The U.S. Food and Drug Administration (FDA) regulatory review is now under way for teplizumab—a therapy that blocks the blood marker CD3, which activates immune cells—to prevent or delay type 1 diabetes (T1D) in at-risk individuals. The target action date is July 2, 2021.

Teplizumab could become the first disease-modifying therapy approved for T1D.

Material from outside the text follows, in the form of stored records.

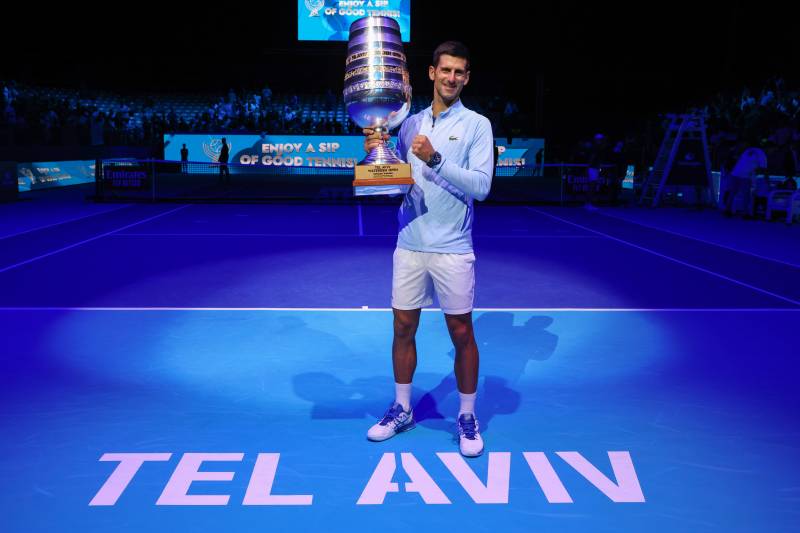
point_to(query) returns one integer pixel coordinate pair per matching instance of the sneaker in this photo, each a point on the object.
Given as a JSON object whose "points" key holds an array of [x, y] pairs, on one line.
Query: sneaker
{"points": [[393, 422], [469, 439]]}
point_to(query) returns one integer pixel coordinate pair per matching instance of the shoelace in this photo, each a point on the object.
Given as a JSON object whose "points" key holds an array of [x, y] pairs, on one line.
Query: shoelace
{"points": [[391, 415], [467, 427]]}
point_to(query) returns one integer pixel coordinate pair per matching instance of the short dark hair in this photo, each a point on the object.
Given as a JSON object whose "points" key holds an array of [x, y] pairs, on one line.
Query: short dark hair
{"points": [[451, 48]]}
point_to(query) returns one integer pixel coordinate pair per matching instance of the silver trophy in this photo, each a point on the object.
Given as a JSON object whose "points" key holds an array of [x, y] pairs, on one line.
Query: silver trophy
{"points": [[377, 94]]}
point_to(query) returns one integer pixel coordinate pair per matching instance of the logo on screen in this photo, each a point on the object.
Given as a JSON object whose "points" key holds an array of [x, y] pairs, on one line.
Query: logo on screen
{"points": [[314, 6], [213, 148]]}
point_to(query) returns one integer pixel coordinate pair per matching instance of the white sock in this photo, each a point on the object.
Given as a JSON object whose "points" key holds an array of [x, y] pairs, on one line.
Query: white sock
{"points": [[467, 403], [402, 396]]}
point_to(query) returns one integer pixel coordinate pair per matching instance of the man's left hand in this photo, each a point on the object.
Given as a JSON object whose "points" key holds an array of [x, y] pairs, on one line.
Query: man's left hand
{"points": [[422, 148]]}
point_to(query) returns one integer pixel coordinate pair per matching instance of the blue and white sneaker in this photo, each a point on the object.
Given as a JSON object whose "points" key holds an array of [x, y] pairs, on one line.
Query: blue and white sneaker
{"points": [[393, 422], [469, 439]]}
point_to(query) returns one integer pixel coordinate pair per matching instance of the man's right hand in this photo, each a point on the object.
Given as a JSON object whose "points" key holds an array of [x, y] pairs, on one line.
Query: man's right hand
{"points": [[373, 139]]}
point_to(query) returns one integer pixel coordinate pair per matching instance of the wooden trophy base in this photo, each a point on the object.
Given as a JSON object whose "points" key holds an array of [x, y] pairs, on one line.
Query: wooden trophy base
{"points": [[382, 179]]}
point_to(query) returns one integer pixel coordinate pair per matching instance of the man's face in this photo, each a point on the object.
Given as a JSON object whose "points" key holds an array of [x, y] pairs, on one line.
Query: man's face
{"points": [[449, 77]]}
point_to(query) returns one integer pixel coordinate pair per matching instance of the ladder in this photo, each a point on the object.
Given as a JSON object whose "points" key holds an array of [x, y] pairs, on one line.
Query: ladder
{"points": [[682, 127]]}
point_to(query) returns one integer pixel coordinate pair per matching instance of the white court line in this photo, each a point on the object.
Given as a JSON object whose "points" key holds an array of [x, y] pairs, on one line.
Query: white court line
{"points": [[6, 269], [341, 235], [795, 265], [434, 309], [664, 256], [63, 222]]}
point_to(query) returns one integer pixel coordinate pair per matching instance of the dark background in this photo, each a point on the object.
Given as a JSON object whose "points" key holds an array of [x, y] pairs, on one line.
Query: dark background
{"points": [[567, 64]]}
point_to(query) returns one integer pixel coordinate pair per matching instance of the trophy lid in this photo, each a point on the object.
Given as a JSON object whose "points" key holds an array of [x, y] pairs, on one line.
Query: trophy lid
{"points": [[374, 22]]}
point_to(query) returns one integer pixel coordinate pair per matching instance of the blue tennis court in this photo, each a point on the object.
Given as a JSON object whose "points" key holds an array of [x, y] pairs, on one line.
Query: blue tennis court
{"points": [[206, 367]]}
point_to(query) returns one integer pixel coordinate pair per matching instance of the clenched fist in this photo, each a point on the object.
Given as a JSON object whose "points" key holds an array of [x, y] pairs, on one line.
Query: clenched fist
{"points": [[422, 148], [373, 139]]}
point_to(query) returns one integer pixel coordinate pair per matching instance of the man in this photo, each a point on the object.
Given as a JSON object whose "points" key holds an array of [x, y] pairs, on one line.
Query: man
{"points": [[184, 159], [224, 152], [753, 161], [450, 149]]}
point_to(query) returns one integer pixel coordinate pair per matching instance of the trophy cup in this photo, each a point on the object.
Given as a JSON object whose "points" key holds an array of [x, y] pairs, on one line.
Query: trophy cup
{"points": [[377, 94]]}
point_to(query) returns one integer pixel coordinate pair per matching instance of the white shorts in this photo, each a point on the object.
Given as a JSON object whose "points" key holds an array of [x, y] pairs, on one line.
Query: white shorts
{"points": [[415, 275]]}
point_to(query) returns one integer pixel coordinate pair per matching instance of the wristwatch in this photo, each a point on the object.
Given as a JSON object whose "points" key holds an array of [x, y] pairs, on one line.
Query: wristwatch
{"points": [[435, 159]]}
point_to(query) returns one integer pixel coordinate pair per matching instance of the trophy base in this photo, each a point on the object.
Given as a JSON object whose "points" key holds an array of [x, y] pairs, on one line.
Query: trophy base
{"points": [[382, 179]]}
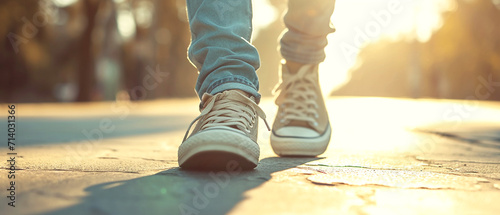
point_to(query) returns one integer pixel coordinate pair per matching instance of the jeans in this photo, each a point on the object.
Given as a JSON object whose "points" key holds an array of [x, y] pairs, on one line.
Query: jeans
{"points": [[220, 41]]}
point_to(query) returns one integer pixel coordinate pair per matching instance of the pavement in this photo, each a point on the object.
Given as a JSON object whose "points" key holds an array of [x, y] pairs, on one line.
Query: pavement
{"points": [[386, 156]]}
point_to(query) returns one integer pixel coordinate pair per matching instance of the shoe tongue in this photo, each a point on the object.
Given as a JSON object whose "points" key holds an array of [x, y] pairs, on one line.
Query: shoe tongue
{"points": [[300, 124]]}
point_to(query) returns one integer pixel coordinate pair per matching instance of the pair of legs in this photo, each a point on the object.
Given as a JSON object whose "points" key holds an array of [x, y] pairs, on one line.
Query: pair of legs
{"points": [[228, 84]]}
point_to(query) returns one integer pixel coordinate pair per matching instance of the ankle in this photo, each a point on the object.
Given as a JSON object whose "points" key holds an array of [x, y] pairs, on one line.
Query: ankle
{"points": [[293, 67]]}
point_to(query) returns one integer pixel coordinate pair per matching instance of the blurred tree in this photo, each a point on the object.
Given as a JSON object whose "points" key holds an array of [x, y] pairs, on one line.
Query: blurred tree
{"points": [[457, 62]]}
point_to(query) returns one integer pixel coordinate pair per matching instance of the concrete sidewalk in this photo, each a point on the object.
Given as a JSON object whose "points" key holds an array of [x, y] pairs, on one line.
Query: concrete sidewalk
{"points": [[386, 156]]}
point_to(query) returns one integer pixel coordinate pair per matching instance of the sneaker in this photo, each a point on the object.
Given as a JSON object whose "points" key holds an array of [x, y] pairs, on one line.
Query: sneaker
{"points": [[301, 126], [226, 132]]}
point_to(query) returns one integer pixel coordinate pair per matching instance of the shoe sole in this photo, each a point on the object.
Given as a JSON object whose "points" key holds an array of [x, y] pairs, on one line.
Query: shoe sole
{"points": [[218, 150], [300, 146]]}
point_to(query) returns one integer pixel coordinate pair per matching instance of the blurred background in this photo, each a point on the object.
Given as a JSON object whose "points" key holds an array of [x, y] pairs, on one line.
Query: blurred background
{"points": [[94, 50]]}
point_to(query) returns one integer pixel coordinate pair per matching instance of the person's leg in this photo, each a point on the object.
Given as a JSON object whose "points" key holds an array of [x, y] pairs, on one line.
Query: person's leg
{"points": [[302, 126], [225, 135], [308, 23], [220, 46]]}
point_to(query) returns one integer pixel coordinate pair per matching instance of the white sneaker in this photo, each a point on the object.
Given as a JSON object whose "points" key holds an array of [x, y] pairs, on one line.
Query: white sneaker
{"points": [[225, 135], [301, 126]]}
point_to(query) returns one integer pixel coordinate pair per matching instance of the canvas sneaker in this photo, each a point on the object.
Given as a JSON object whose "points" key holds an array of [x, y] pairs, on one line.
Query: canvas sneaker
{"points": [[301, 126], [226, 131]]}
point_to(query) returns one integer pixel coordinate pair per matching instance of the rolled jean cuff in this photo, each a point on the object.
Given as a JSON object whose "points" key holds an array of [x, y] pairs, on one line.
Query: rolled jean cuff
{"points": [[234, 82], [303, 58], [301, 49]]}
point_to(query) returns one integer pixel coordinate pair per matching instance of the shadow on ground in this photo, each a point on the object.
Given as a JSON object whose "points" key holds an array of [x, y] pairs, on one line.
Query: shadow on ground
{"points": [[44, 130], [176, 191]]}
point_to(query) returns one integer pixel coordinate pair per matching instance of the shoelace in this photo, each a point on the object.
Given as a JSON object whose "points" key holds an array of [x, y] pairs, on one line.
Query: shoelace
{"points": [[297, 97], [224, 112]]}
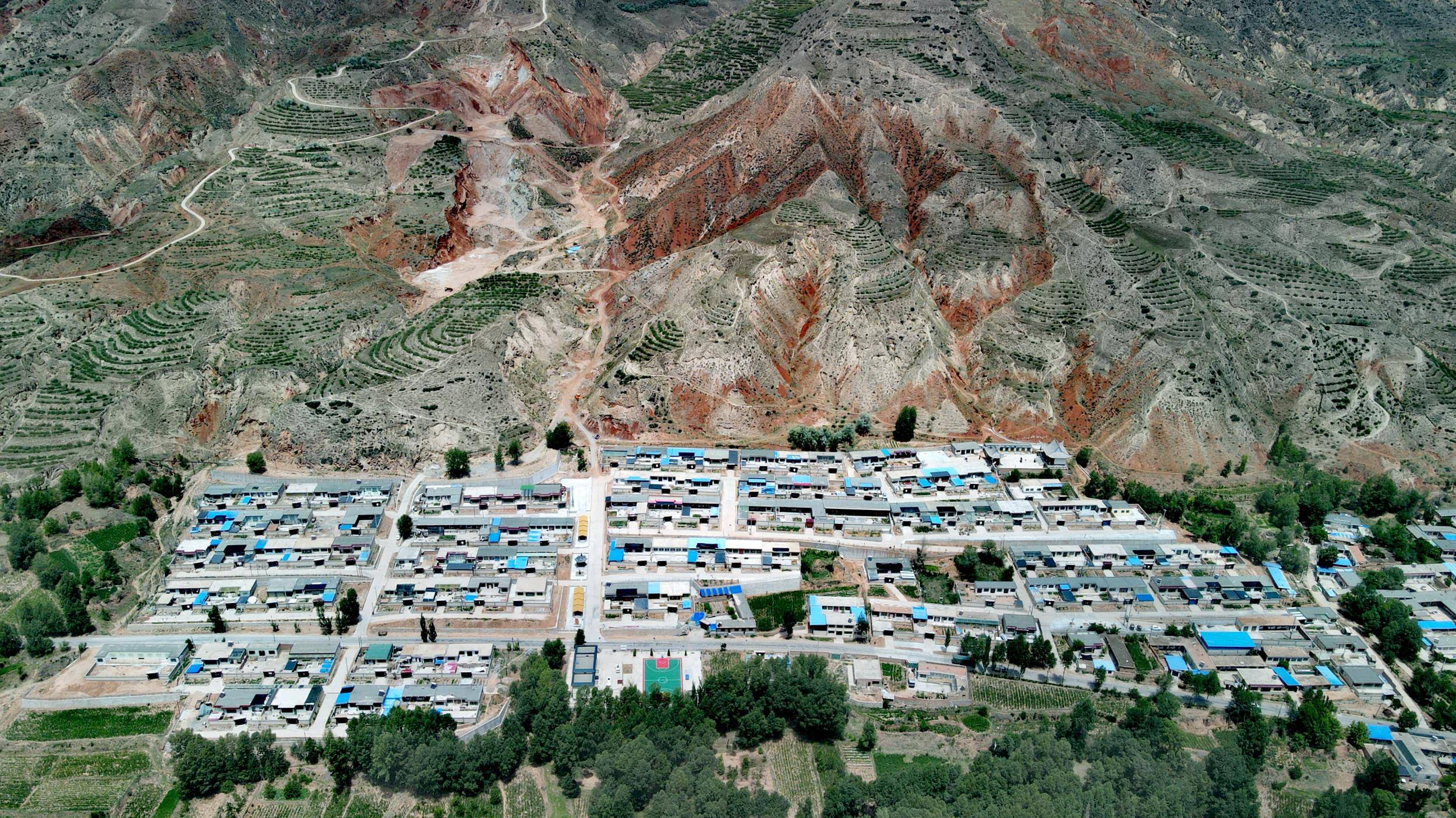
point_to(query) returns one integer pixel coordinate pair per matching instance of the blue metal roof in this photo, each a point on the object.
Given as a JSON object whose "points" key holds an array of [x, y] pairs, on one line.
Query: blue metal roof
{"points": [[1227, 639], [1277, 575], [816, 613], [1285, 676]]}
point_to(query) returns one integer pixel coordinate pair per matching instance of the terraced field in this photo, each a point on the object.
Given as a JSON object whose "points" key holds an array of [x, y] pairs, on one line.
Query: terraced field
{"points": [[717, 59], [1426, 267], [50, 785], [155, 338], [892, 277], [56, 423], [1165, 295], [801, 211], [1318, 292], [662, 337], [437, 334]]}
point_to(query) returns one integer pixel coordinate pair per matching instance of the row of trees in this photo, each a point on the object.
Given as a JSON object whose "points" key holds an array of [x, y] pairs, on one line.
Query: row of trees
{"points": [[825, 438], [843, 435], [31, 523], [647, 750]]}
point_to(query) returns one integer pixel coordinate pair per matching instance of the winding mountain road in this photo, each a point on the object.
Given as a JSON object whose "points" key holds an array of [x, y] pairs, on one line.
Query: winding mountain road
{"points": [[232, 155]]}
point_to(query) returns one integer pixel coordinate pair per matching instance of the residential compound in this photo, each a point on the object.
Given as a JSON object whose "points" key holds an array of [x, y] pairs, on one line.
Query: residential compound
{"points": [[261, 525], [674, 545]]}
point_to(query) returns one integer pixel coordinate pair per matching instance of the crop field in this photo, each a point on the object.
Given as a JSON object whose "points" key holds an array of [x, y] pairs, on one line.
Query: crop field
{"points": [[769, 609], [1292, 802], [298, 808], [887, 763], [91, 723], [717, 59], [1196, 741], [1017, 695], [365, 807], [791, 763], [48, 785], [144, 802], [523, 799], [112, 536]]}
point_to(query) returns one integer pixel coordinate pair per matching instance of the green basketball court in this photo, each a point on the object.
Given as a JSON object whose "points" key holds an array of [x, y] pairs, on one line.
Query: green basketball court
{"points": [[665, 673]]}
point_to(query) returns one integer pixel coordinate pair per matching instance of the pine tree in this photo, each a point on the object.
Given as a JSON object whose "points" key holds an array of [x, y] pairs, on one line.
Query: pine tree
{"points": [[214, 618]]}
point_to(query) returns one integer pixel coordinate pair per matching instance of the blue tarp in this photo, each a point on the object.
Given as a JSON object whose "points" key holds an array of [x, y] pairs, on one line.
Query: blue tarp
{"points": [[816, 613]]}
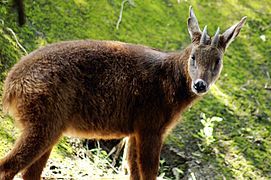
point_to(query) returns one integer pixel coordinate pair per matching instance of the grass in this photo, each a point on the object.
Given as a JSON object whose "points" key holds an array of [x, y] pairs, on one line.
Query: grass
{"points": [[241, 146]]}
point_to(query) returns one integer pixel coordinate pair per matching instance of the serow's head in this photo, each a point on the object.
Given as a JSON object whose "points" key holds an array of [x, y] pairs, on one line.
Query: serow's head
{"points": [[205, 61]]}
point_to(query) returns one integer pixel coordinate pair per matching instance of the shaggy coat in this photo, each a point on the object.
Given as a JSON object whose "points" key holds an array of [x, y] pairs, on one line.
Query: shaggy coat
{"points": [[106, 90]]}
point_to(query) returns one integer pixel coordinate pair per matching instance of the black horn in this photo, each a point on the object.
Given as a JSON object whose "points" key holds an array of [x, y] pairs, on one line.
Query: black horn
{"points": [[216, 38], [203, 38]]}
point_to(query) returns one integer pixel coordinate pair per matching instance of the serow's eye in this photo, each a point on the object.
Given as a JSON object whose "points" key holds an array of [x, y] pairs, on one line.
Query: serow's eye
{"points": [[193, 60]]}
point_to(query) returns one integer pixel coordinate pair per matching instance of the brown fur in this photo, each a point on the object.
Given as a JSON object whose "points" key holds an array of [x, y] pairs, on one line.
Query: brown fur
{"points": [[98, 89]]}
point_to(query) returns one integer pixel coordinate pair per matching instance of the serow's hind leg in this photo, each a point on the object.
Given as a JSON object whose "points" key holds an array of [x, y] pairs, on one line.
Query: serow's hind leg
{"points": [[34, 171], [32, 144], [132, 159]]}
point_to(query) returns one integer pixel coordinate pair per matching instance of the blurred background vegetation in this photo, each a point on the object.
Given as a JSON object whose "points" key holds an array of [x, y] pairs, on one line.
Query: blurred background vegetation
{"points": [[226, 135]]}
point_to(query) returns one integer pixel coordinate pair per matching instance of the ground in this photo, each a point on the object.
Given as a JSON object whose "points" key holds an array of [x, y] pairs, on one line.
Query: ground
{"points": [[226, 135]]}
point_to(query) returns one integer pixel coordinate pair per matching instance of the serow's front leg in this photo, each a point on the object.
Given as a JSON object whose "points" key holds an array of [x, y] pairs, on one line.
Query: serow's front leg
{"points": [[149, 147]]}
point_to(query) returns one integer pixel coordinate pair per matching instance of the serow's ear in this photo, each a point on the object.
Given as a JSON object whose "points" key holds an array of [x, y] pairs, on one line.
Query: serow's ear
{"points": [[230, 34], [192, 23]]}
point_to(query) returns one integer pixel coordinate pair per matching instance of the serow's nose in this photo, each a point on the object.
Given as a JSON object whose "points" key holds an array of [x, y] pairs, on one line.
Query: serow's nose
{"points": [[200, 86]]}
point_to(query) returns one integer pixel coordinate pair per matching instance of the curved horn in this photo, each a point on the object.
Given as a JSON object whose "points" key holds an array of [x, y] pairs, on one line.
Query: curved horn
{"points": [[215, 39], [203, 36]]}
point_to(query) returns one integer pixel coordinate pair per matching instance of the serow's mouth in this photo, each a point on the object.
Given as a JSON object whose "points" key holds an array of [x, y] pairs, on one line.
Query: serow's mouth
{"points": [[200, 87]]}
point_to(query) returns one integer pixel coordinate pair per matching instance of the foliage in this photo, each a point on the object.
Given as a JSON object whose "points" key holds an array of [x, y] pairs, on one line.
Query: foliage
{"points": [[240, 145]]}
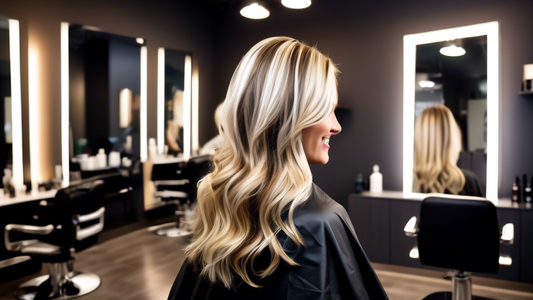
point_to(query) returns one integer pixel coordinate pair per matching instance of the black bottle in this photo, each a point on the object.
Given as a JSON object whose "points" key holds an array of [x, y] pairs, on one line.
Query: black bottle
{"points": [[528, 192], [359, 183], [515, 194]]}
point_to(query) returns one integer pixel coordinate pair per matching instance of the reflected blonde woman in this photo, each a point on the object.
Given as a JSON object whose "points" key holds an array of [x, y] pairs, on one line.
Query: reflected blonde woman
{"points": [[437, 149], [264, 230]]}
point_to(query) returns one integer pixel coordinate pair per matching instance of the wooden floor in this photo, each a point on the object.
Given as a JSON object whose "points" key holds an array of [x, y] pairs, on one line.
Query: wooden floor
{"points": [[141, 265]]}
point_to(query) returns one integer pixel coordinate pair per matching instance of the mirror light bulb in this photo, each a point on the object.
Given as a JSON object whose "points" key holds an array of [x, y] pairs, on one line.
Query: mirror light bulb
{"points": [[452, 51], [426, 84], [296, 4], [255, 11]]}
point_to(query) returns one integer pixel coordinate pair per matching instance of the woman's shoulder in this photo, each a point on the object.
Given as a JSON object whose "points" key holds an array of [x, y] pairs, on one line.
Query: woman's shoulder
{"points": [[320, 209]]}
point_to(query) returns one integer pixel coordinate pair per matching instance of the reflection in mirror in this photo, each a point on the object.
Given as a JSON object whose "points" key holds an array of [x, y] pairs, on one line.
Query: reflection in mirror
{"points": [[464, 87], [10, 102], [174, 102], [455, 86], [105, 91]]}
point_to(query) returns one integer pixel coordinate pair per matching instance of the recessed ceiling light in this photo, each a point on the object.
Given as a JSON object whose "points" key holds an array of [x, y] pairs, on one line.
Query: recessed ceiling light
{"points": [[255, 11], [452, 51], [426, 83], [296, 4]]}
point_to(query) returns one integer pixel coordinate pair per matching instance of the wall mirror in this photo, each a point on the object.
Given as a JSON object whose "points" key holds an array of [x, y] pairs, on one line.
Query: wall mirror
{"points": [[174, 102], [10, 100], [467, 83], [104, 94]]}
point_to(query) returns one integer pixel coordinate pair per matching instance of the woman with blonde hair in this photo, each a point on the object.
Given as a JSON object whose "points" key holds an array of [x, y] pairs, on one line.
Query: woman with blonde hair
{"points": [[263, 229], [437, 149]]}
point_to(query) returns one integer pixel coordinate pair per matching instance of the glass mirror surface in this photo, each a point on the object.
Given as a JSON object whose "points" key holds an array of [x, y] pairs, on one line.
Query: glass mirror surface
{"points": [[105, 88], [176, 100], [465, 86], [460, 84]]}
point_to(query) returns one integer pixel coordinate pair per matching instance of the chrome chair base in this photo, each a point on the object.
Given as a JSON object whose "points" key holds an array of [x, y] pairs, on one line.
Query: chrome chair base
{"points": [[74, 285], [448, 296], [170, 230]]}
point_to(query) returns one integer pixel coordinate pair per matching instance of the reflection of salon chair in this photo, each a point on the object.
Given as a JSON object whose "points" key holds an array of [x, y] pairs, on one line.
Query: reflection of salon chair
{"points": [[75, 214], [459, 233], [117, 188], [176, 184]]}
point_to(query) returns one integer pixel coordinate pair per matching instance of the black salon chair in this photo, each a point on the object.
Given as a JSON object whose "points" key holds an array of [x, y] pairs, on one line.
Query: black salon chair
{"points": [[462, 234], [76, 213], [176, 184]]}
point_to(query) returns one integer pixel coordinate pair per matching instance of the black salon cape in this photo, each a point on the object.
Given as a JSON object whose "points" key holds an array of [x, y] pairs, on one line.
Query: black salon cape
{"points": [[332, 263]]}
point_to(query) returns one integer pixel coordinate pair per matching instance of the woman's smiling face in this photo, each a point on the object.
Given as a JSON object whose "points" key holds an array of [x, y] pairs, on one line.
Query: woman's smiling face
{"points": [[315, 139]]}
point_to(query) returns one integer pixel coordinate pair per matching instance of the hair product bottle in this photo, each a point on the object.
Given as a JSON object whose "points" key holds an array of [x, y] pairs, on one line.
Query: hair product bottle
{"points": [[515, 194], [376, 181], [528, 192]]}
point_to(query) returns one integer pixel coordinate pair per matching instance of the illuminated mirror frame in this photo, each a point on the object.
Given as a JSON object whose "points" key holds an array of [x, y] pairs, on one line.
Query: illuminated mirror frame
{"points": [[190, 105], [65, 103], [16, 101], [491, 30]]}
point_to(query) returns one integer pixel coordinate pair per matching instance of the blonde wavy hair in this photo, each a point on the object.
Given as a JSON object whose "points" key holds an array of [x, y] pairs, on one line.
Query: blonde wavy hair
{"points": [[437, 148], [280, 87]]}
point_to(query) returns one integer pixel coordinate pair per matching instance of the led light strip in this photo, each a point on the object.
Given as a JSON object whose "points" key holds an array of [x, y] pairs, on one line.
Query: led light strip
{"points": [[33, 111], [187, 108], [144, 141], [160, 100], [65, 152], [16, 101], [491, 30], [195, 121]]}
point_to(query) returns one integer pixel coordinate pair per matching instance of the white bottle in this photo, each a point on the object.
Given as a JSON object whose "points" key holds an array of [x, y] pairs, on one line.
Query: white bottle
{"points": [[101, 159], [114, 159], [376, 181]]}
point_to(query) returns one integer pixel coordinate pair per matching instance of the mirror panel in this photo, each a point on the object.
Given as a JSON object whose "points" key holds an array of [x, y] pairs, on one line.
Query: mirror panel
{"points": [[10, 98], [174, 102], [106, 94], [468, 85]]}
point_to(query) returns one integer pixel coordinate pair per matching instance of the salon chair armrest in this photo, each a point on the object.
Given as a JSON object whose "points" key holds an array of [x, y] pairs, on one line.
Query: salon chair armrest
{"points": [[411, 228], [84, 233], [30, 229], [507, 236]]}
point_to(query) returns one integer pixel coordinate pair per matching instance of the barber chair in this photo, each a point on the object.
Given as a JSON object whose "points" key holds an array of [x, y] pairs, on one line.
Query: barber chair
{"points": [[75, 214], [176, 184], [459, 233]]}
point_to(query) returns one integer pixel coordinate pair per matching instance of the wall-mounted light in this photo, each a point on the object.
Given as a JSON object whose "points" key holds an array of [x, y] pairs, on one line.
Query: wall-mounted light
{"points": [[187, 102], [65, 141], [16, 108], [426, 84], [255, 11], [160, 100], [452, 51], [144, 101], [296, 4], [125, 103]]}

JDRF had a hand in the development of teplizumab from nearly the beginning:

• We gave a Career Development Award to Kevan Herold, M.D., who had just started his faculty-level career at The University of Chicago, in 1988-1990. He showed, in an early study, that he could prevent autoimmune diabetes with an anti-CD3 antibody (which, later, became a humanized version, teplizumab). He has gone on to receive more than 15 grants from JDRF, and was the lead on the clinical trial that demonstrated that teplizumab could delay the onset of T1D for nearly three years in people almost certain to develop the disease. This was the first ever study in humans to show a delay in the onset of type 1.
• We funded clinical trials in recent-onset disease, which were published in 2002, 2005, and 2013, and a phase III trial run by MacroGenics (it was called MGA031 at the time), who received a JDRF Industry Discovery and Development Program grant from 2006-2011.
• In 2012-2019, we funded, with the National Institutes of Health (NIH), the Immune Tolerance Network—an international clinical research consortium—who did a clinical trial of teplizumab and identified who is likely to respond to the drug. We also funded, with the NIH and the American Diabetes Association, TrialNet—the largest clinical network for T1D—who ran the clinical trial in at-risk individuals, led by Dr. Herold.

Teplizumab, now called PRV-031, is also being tested in a phase III clinical trial in people who have been recently diagnosed, headed by Provention Bio, a company with an investment from the JDRF T1D Fund.

If successful, and the FDA review results in approval, we will be moving ever closer to a world without this disease.